Broyd History, Family Crest & Coats of Arms

The name Broyd is of Anglo-Saxon origin and came from when the family lived in the village of Bright, in Cheshire. The name could have also been a nickname for someone who was bright or fair, or it could have been from the Old English word beorht which means bright. "Beorht was the name of a Northum­brian ealdorman who was slain by the Picts, A.D. 699. " [1]

The Anglo Saxon word beort, means brilliant, illustrious. [2]

Early Origins of the Broyd family

The surname Broyd was first found in Cheshire where they held a family seat from very ancient times, some say well before the Norman Conquest and the arrival of Duke William at Hastings in 1066 A.D.

Early History of the Broyd family

This web page shows only a small excerpt of our Broyd research.
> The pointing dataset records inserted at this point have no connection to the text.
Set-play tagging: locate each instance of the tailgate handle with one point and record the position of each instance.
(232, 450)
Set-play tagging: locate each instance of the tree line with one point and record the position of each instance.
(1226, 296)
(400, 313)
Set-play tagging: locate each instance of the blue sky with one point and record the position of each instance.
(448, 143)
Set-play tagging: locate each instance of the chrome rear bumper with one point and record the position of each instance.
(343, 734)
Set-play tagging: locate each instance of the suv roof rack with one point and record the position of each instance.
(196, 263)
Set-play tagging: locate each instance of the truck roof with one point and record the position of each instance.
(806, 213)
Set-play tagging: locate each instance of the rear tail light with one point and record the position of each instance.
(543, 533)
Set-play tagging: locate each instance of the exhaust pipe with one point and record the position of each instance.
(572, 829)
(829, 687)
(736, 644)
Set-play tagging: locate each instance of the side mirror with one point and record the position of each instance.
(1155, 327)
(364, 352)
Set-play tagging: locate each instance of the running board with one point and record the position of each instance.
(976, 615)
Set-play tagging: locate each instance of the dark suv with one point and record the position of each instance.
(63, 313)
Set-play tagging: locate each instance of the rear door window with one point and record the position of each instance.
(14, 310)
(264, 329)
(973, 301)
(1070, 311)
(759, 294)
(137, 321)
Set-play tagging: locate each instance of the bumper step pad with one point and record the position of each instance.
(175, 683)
Another 104 words (7 lines of text) covering the years 1882, 1551, 1615, 1588, 1619, 1688, 1619, 1643, 1654 and 1655 are included under the topic Early Broyd History in all our PDF Extended History products and printed products wherever possible.

Broyd Spelling Variations

It is only in the last few hundred years that the English language has been standardized. For that reason, early Anglo-Saxon surnames like Broyd are characterized by many spelling variations. As the English language changed and incorporated elements of other European languages, even literate people changed the spelling of their names. Scribes and monks in the Middle Ages spelled names they sounded, so it is common to find several variations that refer to a single person. The variations of the name Broyd include: Bright, Brite and others.

Early Notables of the Broyd family (pre 1700)

Notables of the family at this time include Timothie Bright, M.D. (1551?-1615), an early British physician and clergyman, the inventor of modern shorthand. He is thought to have been born near Sheffield. "The art of writing by signs originated among the Greeks. Few specimens of Greek shorthand are extant, and little is known on the subject. From the Greeks the knowledge of the art passed to the Romans, among whom it was introduced by Cicero, who devised many characters, which were termed notæ Tironianæ, from Cicero's freedman Tiro, a great proficient in the art. In the darkness which overwhelmed the world...
Another 145 words (10 lines of text) are included under the topic Early Broyd Notables in all our PDF Extended History products and printed products wherever possible.

Migration of the Broyd family

Many English families tired of political and religious strife left Britain for the new colonies in North America. Although the trip itself offered no relief - conditions on the ships were extremely cramped, and many travelers arrived diseased, starving, and destitute - these immigrants believed the opportunities that awaited them were worth the risks. Once in the colonies, many of the families did indeed prosper and, in turn, made significant contributions to the culture and economies of the growing colonies. An inquiry into the early roots of North American families has revealed a number of immigrants bearing the name Broyd or a variant listed above: Francis Bright who came to Salem, Massachusetts in 1629; Henry Bright settled in New England in 1630; John Bright settled in Virginia in 1651; Robert Bright arrived in Virginia in 1653.



  1. ^ Harrison, Henry, Surnames of the United Kingdom: A Concise Etymological Dictionary Baltimore: Geneological Publishing Company, 2013. Print
  2. ^ Lowe, Mark Anthony, Patronymica Britannica, A Dictionary of Family Names of the United Kingdom. London: John Russel Smith, 1860. Print.